Ma dietro l’infermiera c’era una donna giovane, sconosciuta. Lei avanzò verso di lui e domandò:

“Non mi riconosce? Sono Daria, una volta vivevo vicino a voi.”

L’uomo la osservò, ma non riusciva a ricordarla. “Non si ricorda di me,” continuò Daria. “Ma dovrebbe. La mia famiglia era poverissima, e voi ci aiutaste spesso. A volte non avevamo nemmeno da mangiare…”

D’improvviso, Grigorio rivide tutto. Come aveva potuto dimenticare? La più piccola di quella famiglia numerosa che abitava di fronte a loro. La loro tragedia aveva scosso il paese—il padre muratore era morto, lasciando la moglie sola con sei bambini. Vivevano alla giornata, e i tempi erano duri.

Grigorio allora lavorava bene, e con Anna regalava ai bambini biscotti, caramelle, libri, giocattoli. Spesso aiutavano anche la madre, Elena, che si spezzava la schiena con due lavori pagati una miseria, per vestirli d’inverno. Non potevano sopportare di vederli correre con scarpe rotte e giacche leggere al freddo…

“Grigorio, non si agiti,” lo interruppe Daria. “Ottavia mi ha raccontato tutto. Ho già pagato per l’operazione di Anna. Starà bene, vedrà.”

“Daria, Daria,” balbettò l’uomo incredulo. “Piccola, ma dove hai trovato quei soldi? È una somma impossibile…”

“Non ti preoccupare,” gli strinse la mano. “Ormai vivo in America, mio marito ha un’attività… Torniamo qualche volta all’anno a trovare i parenti. Abbiamo i mezzi, e volevo aiutarvi.”

Dio aveva ascoltato le preghiere di Grigorio. L’indomani, Anna fu operata con successo. Il medico promise che si sarebbe ripresa. In poche settimane sarebbe tornata a casa. E lì, asciugandosi le lacrime, Grigorio sapeva che sarebbe tornato a profumare di gioia.

Per tutto quel tempo, Daria era rimasta al suo fianco: lo calmava, lo sosteneva, comprava le medicine per Anna, gli portava piatti cucinati in casa.

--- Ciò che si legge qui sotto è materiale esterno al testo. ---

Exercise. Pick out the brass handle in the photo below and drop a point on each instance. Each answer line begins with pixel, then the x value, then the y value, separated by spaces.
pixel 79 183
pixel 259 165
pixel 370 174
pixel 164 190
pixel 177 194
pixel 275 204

Una volta che Anna stava meglio, Grigorio e Daria si scaldarono con un tè nel bar dell’ospedale.

“Piccola, come posso ringraziarti per la mia Annina? Senza di lei, il mondo non avrebbe senso,” disse Grigorio con gli occhi lucidi. “Ma dimmi, perché hai voluto aiutare degli sconosciuti?”

“Voi non siete sconosciuti,” sospirò Daria. “Per me, da bambina, eravate come angeli. Ricordo ancora i vostri regali.

Una volta, a scuola, mi prendevano in giro perché ero povera. Temevo il mio compleanno, perché ogni bambino portava dolci per la classe. E noi non potevamo permettercene.

Immagina come mi avrebbero umiliata se fossi arrivata a mani vuote. Ma voi mi regalaste un maglione bellissimo—tutte le compagne invidiose!—e tante caramelle. Quell’anno, nella mia classe, tutti ebbero il loro dolce.”

“Daria, ma sono passati tanti anni… quel maglione, quelle caramelle,” mormorò Grigorio commosso, guardandola negli occhi castani brillanti.

“E allora?” sorrise lei. “Il tempo non conta. L’importante è che il bene torna sempre indietro. E ora, sappilo, non vi lascerò mai soli.”